Adjusting family life insurance coverage
One of the great benefits of working with a dedicated family life insurance advisor is the freedom to make adjustments to your plan as you make more money, pay off debt, or start to accumulate assets – like the family cottage! – that need to be protected from “the tax man.”
When you’re first starting out, you may want the peace of mind that comes with knowing your family can pay off the mortgage if you die. Later in life, you may need half as much coverage if your debts are paid off and you are that much closer to retirement.
All of these decisions are easier and can lead to potential savings when you take a multi-generational approach, discuss your plan openly with everyone, and share the satisfaction of creating a stable and lasting family legacy.
Where to start planning for family life insurance?
Life insurance is widely available throughout Canada. Many first-time buyers are likely to start price shopping online and comparing quotes and features. But if your goal is to craft a personalized, long-term plan that includes other family members, consider working with a professional and objective advisor who can present solutions you may not uncover on your own.
As a member-based organization, both policy owners and policyholders at Serenia Life are considered members, not customers. This structure allows us to provide exceptional value, because we share a portion of our profits with members and their communities, not outside shareholders.
We also provide unique benefits on top of insurance planning and coverage, such as monthly payments for bereaved children, reimbursements for first aid training, a free online will, and financial support for fundraising events. We’ll even help you pay for a lawyer to draft or update your will once every five years.
You can learn more about the benefits of membership on our website.
Is family life insurance worth it?
Planning for unexpected events like illness and disability can provide peace of mind for everyone. The ability to replace income and pass on family wealth or assets, tax-free, makes insurance planning worth it for most families. But is it right for you?
Families that take the time to discuss money issues, on their own or with the help of their advisors, are more likely to spot opportunities they might have otherwise missed. A Serenia Life advisor can help plan a family meeting every five years to review your wishes and coordinate your insurance needs so everyone can live with greater security and confidence in their financial future.
Why should you choose Serenia Life for life insurance?
As a member-based organization that’s been around for nearly 100 years, we encourage kindness by sharing our profits through community outreach, fundraising, and unique member benefits that help Canadians support their family, their community, and the causes they care about. The more we grow, the more we can give.
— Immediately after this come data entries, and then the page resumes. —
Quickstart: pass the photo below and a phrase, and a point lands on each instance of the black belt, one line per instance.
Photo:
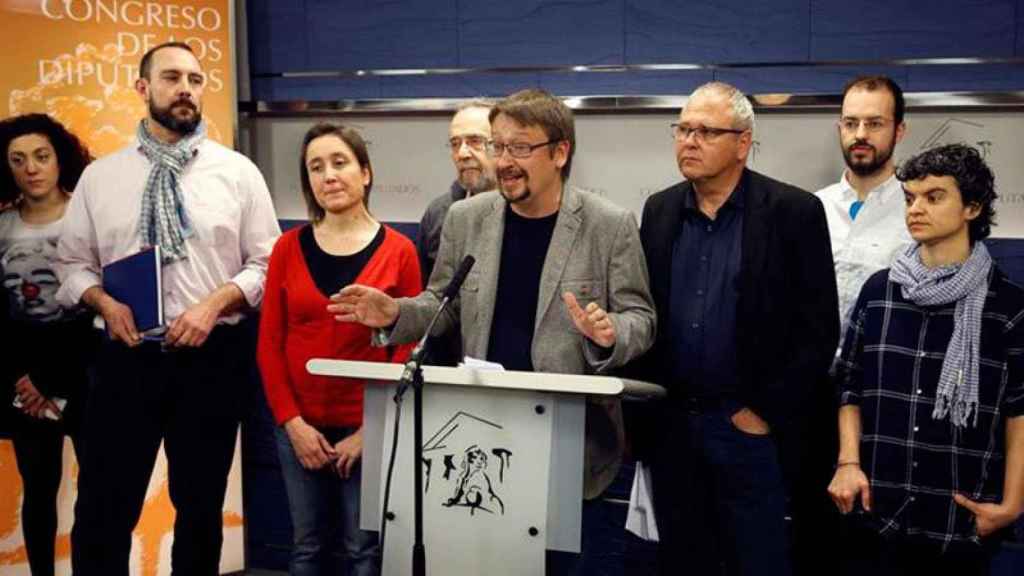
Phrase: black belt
(701, 404)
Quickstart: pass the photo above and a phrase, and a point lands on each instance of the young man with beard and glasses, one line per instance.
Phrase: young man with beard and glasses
(865, 208)
(743, 286)
(468, 137)
(209, 210)
(560, 284)
(931, 449)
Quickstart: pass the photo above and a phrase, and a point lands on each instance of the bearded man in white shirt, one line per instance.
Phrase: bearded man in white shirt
(209, 210)
(864, 209)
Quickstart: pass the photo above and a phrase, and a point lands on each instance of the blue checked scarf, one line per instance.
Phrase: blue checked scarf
(164, 219)
(967, 285)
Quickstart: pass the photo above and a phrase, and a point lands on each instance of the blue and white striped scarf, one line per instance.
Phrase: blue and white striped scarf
(164, 220)
(966, 284)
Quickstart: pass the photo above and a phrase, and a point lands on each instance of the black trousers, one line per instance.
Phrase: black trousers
(39, 450)
(55, 356)
(190, 399)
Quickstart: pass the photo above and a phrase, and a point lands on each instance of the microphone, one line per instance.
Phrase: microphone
(420, 352)
(460, 276)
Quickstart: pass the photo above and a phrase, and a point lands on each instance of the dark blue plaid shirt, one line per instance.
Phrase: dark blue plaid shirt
(890, 365)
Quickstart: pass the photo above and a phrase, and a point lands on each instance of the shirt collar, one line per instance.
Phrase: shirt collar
(736, 200)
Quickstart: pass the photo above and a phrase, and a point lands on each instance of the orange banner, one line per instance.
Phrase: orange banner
(78, 60)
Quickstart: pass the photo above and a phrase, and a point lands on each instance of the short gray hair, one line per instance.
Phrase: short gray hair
(742, 112)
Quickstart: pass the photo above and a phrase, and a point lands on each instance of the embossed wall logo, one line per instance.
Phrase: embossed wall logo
(474, 470)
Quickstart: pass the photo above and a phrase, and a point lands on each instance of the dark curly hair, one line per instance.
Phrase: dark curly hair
(974, 177)
(73, 156)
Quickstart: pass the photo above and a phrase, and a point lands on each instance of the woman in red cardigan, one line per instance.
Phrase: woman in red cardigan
(320, 434)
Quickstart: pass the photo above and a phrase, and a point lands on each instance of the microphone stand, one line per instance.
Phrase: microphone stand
(413, 376)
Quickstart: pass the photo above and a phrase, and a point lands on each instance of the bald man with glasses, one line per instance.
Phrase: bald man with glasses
(469, 133)
(559, 286)
(741, 275)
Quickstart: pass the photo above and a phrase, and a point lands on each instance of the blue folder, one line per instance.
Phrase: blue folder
(134, 281)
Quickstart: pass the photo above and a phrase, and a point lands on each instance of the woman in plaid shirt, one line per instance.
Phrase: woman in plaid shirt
(932, 385)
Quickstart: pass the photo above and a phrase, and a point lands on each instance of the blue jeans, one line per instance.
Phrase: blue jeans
(601, 546)
(729, 501)
(325, 509)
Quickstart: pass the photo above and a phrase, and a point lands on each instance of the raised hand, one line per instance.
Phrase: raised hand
(592, 322)
(365, 305)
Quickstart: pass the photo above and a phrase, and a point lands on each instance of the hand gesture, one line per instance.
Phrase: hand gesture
(365, 305)
(33, 403)
(349, 450)
(120, 322)
(194, 326)
(592, 322)
(847, 483)
(312, 450)
(988, 518)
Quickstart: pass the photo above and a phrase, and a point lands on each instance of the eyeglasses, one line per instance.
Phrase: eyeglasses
(700, 133)
(516, 150)
(474, 141)
(851, 124)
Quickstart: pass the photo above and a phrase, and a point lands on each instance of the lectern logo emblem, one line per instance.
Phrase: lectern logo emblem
(474, 468)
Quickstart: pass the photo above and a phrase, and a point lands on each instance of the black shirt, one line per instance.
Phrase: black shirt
(333, 273)
(524, 246)
(706, 259)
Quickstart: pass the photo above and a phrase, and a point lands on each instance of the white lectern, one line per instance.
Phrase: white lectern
(503, 463)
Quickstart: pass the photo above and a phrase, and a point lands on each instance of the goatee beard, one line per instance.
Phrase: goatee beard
(868, 168)
(181, 126)
(521, 198)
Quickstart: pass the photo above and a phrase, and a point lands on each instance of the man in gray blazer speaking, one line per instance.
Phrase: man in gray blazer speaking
(560, 281)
We provide members with access to a growing collection of member benefits that make a positive impact on their lives and the lives of others.
Benefits, such as:
- $1,000 post-secondary scholarships
- $250 seed funding towards fundraising events
- Free digital wills (value: $189), or money towards drafting/updating a will through a lawyer
and much more!
View a full list of our member benefits.
Together we continue to make a difference.
Disclaimers
¹According to the rules in subsection 148(8) of the Income Tax Act, the transfer of ownership can be tax free to a child or grandchild as long as there was no consideration paid on the transfer. The proceeds of the disposition for the transfer are deemed equal to the policy’s adjusted costs basis (ACB), resulting in no income tax payable by the policy owner when the transfer is made.
2Cash values are accessible via a withdrawal, policy loan, or surrender. These may be subject to taxation and a tax slip may be issued. Accessing the policy’s cash value will reduce the available cash surrender value and death benefit.